QM/MM simulations of phosphoryl transfer. Schematic of the phosphoryl-transfer pathway in (A) EGFR-TKD and (B) ErbB3-TKD, as captured in QM/MM simulations. Mg²⁺ ions are marked, as are the catalytic aspartates (D831 in EGFR, D833 in ErbB3), the proposed catalytic base in EGFR (D813), and its replacement in ErbB3 (N815). Two potential pathways for proton migration (concomitant with phosphoryl transfer) are marked as described in the text: pathway I (Red) and pathway II (Green). The distance from the substrate -OH proton to the Oδ2 oxygen of D813 in EGFR is labeled δ_I, and its distance to the O1γ oxygen of ATP is δ_II (see Fig. S5 A and B). The nucleophilic attack distance λ_a (distance between the tyrosine oxygen and the ATP Pγ) and the bond cleavage distance λ_c (distance between the ATP Pγ and ATP O2/3β) are marked (see Fig. S5). (C–F) Energy changes along the reaction pathway in QM/MM simulations for the noted mechanisms involving pathway II (Green) or pathway I (Red). States correspond to “R” (reactant); “TS” (transition state with trigonal-bipyramidal geometry around Pγ); “P” (product after phosphoryl transfer with proton bound to ATP O1γ); and “P2” (product with proton transferred to ATP O2β); see Figs. S4–S6 for details. (C) Energy changes along the simulated ErbB3 reaction pathway (in the structure shown in Fig. 3A). Symbols bounded by black squares represent the forward scan, and those bounded by gray squares represent the reverse scan.
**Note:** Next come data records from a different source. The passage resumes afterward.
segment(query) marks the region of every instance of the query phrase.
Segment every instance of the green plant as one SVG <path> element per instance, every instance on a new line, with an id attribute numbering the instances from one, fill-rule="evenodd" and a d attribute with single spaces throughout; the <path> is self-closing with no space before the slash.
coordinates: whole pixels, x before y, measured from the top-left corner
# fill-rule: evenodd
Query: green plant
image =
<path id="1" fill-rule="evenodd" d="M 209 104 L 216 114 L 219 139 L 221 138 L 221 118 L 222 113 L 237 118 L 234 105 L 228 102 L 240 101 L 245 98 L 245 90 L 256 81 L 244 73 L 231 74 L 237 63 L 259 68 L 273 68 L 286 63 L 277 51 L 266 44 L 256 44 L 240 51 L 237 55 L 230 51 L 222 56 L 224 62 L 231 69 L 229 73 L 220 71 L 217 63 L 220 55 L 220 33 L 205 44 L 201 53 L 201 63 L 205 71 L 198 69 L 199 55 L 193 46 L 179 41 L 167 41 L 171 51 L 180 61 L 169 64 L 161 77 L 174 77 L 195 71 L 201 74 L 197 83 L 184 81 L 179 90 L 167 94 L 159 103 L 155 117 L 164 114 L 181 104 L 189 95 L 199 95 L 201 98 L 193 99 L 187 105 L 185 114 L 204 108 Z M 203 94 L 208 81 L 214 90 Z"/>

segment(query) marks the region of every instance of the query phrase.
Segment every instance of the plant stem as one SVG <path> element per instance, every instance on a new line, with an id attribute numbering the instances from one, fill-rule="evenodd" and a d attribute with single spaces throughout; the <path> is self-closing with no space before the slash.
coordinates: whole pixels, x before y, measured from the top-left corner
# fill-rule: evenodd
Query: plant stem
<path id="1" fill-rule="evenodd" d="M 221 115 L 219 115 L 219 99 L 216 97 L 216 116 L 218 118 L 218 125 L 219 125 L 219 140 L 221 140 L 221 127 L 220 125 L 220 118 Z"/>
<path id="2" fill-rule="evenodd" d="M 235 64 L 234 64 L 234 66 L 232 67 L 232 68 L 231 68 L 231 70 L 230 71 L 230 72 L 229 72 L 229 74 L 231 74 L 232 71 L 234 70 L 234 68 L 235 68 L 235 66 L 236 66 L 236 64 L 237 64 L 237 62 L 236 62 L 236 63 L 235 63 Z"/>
Only pathway II is utilized, and estimated E_a for phosphoryl transfer is 23 kcal/mol. (D) Energy changes along the EGFR reaction pathway (active configuration) utilizing pathway II and the associative mechanism: Estimated E_a is 24 kcal/mol. (E) Phosphoryl transfer catalyzed by EGFR via the dissociative mechanism (utilizing pathway I for proton migration—via D813) has the lowest E_a value, at 16 kcal/mol. (F) Associative phosphoryl transfer concomitant with pathway I for EGFR has an estimated E_a of 24 kcal/mol.